La juge Brodeur rappelle que faire des recommandations en matière de garde d’enfant ou de droit d’accès est un acte réservé aux membres de l’Ordre des travailleurs sociaux et thérapeutes conjugaux et familiaux du Québec et de l’Ordre professionnel des psychologues du Québec.

Le psychiatre arguait que cela n’était pas destiné à être déposé en cour, mais qu’il s’agissait d’une lettre confidentielle adressée à l’avocat de son patient. La juge n’a pas cru à cette version, spécifiant que la crédibilité du Dr Brahm est nulle.

« Les explications qu’il a fournies pour justifier ses actions rétroactivement ne sont pas cohérentes avec les faits et les documents déposés pendant le procès », affirme-t-elle.

La juge Brodeur le décrit d’ailleurs comme étant « entêté », ainsi que dépourvu d’ouverture et de remords – à un moment, C. a demandé au psychiatre de retirer son rapport et de lui faire des excuses, ce dont elle se serait satisfaite… mais qu’il n’a jamais voulu faire.

Dommages punitifs

L’ex-épouse du patient poursuivait le psychiatre au civil pour plus de 40 000$, en dommages punitifs et compensatoires. La juge a condamné le Dr Brahm à lui payer 20 000$ en dommages punitifs, «pour s’assurer qu’il ne répète pas sa faute».

La juge Brodeur souligne que le Dr Evan pratique maintenant dans le secteur privé.

«Les opinions d’experts sont un domaine très lucratif, ce qui représente dans ce cas-ci un élément supplémentaire en faveur d’entériner des dommages punitifs, écrit-elle.
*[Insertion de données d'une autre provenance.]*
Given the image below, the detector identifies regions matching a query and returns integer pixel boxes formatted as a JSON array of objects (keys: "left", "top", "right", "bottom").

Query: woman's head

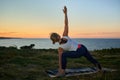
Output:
[{"left": 50, "top": 33, "right": 60, "bottom": 44}]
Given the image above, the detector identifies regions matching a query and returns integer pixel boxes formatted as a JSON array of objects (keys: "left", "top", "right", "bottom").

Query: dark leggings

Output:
[{"left": 61, "top": 45, "right": 99, "bottom": 69}]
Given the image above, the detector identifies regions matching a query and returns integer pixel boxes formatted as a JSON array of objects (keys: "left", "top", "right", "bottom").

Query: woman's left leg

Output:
[{"left": 61, "top": 51, "right": 82, "bottom": 69}]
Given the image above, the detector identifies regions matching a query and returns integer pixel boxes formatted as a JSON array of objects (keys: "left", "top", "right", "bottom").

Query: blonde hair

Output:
[{"left": 50, "top": 33, "right": 60, "bottom": 44}]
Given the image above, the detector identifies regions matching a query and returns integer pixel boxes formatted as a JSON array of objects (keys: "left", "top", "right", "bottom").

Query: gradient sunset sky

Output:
[{"left": 0, "top": 0, "right": 120, "bottom": 38}]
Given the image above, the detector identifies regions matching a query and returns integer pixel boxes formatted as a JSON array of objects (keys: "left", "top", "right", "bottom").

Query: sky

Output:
[{"left": 0, "top": 0, "right": 120, "bottom": 38}]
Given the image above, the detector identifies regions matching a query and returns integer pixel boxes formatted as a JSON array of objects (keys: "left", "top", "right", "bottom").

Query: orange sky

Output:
[{"left": 0, "top": 0, "right": 120, "bottom": 38}]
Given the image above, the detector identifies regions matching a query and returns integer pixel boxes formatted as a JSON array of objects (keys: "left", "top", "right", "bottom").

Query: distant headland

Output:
[{"left": 0, "top": 37, "right": 22, "bottom": 39}]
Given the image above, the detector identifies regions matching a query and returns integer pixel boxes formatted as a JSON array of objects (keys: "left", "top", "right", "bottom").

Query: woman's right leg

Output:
[{"left": 83, "top": 46, "right": 102, "bottom": 70}]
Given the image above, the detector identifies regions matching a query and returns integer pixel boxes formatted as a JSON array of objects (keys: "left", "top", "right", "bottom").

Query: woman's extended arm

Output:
[{"left": 63, "top": 6, "right": 68, "bottom": 36}]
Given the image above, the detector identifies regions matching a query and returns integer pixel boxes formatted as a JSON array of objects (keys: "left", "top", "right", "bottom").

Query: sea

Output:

La Cour note que la méthode de tenue de registres du Dr Brahm est lamentable.»

Dr Evan Brahm est représenté par Me Charles P. Blanchard, de McCarthy Tétrault. Photo : Site Web de McCarthy Tétrault
Dr Evan Brahm est représenté par Me Charles P. Blanchard, de McCarthy Tétrault. Photo : Site Web de McCarthy Tétrault
Toutefois, elle n’est pas en mesure de le condamner à payer des dommages compensatoires.

« Puisque le Dr Brahm n’a jamais voulu retirer son rapport, ç’a créé toute cette contestation qui a duré des années, explique Me Librati. Mais la juge Brodeur conclut qu’elle ne peut pas dire que c’était directement lié à ce rapport. Et dans un sens, je comprends… Est-ce que c’est le problème d’alcool de Monsieur qui a alimenté tout ça, est-ce que c’est d’autre chose? »

L’avocate souligne d’ailleurs que le montant obtenu (20 000$) est assez élevé pour des dommages punitifs, au Québec.

Quand au Dr Evan Brahm, il est représenté par Me Charles P. Blanchard, de McCarthy Tétrault. Il aurait signifié à Me Librati qu’il réfléchissait encore avec son client, à savoir s’ils porteront le jugement en appel ou non.

McCarthy Tétrault n’a pas voulu commenter le dossier.